Nas negociações com o FMI, espera-se que a questão do peso da dívida pública seja uma das prioridades, pois a actual situação é considerada insustentável e totalmente impeditiva face aos objectivos de crescimento e desenvolvimento do país, no centro dos quais está a necessidade de diversificação da sua economia, ainda demasiado dependente dos hidrocarbonetos. A situação é delicada, mas as perspectivas são optimistas, alimentadas pela recente subida do preço do crude e ainda mais reforçadas pela evolução política que vem sendo registada e que denota um sério compromisso de mudança.
Embora discreta, a ruptura que João Lourenço vem fazendo é audaciosa. O novo presidente foi rápido e avançou desde cedo para objectivos de risco, dado o peso dos visados, aliando decisão e autoridade, sendo incisivo e cirúrgico, mas sem brutalidade ou arrogância, num estilo diferente do seu antecessor, mais discreto, simples e mais aberto. Por vezes sibilino, mas sempre suficientemente claro para que os destinatários o entendam.

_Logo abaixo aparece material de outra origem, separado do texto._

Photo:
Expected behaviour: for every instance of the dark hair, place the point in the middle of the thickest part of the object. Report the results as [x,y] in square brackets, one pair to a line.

Ainda que considerado um país de risco político elevado e apesar da debilidade do quadro económico-financeiro, o balanço de um ano de governação parece ser positivo. O modo pacífico como a transição tem sido operada e a estabilidade que tem sido mantida são evidentes. As mudanças têm sido reais e bem acolhidas pelos angolanos e pelos parceiros internacionais, ajudando à recuperação da imagem e credibilidade externas do país.
Assim, dada a conjuntura regional na qual está inserida - considerando as tensões na África do Sul, no Zimbabué e em Moçambique, neste caso com o aumento do risco securitário e o seu impacto no investimento externo - Angola parece caminhar cada vez mais para se tornar um dos maiores factores de estabilidade na região.
É precisamente neste contexto que António Costa e a sua comitiva se deslocam a Luanda, numa viagem com uma forte componente económico-comercial, e de onde destacamos a assinatura de uma dezena de acordos entre os quais uma convenção para o fim da dupla tributação e um memorando para a progressiva regularização de dívidas de entidades públicas angolanas a empresas portuguesas, cujo montante global se estima entre os 400 e os 500 milhões de euros. Os dois Executivos deverão ainda alargar linhas de crédito, estabelecer um plano de cooperação no sector da agricultura e assinar um Programa Estratégico de Cooperação 2018/2022.
Os Portugueses têm muito a fazer em Angola e por Angola, desde logo, mas não só, na reconversão da sua economia, onde as oportunidades se multiplicarão e não deixarão de ser aproveitadas por investidores de todo o mundo. O Primeiro-ministro parece estar ciente desta realidade. Assim parece ser. Resta-nos saber se assim será de facto. As empresas exportadoras gostariam que assim fosse.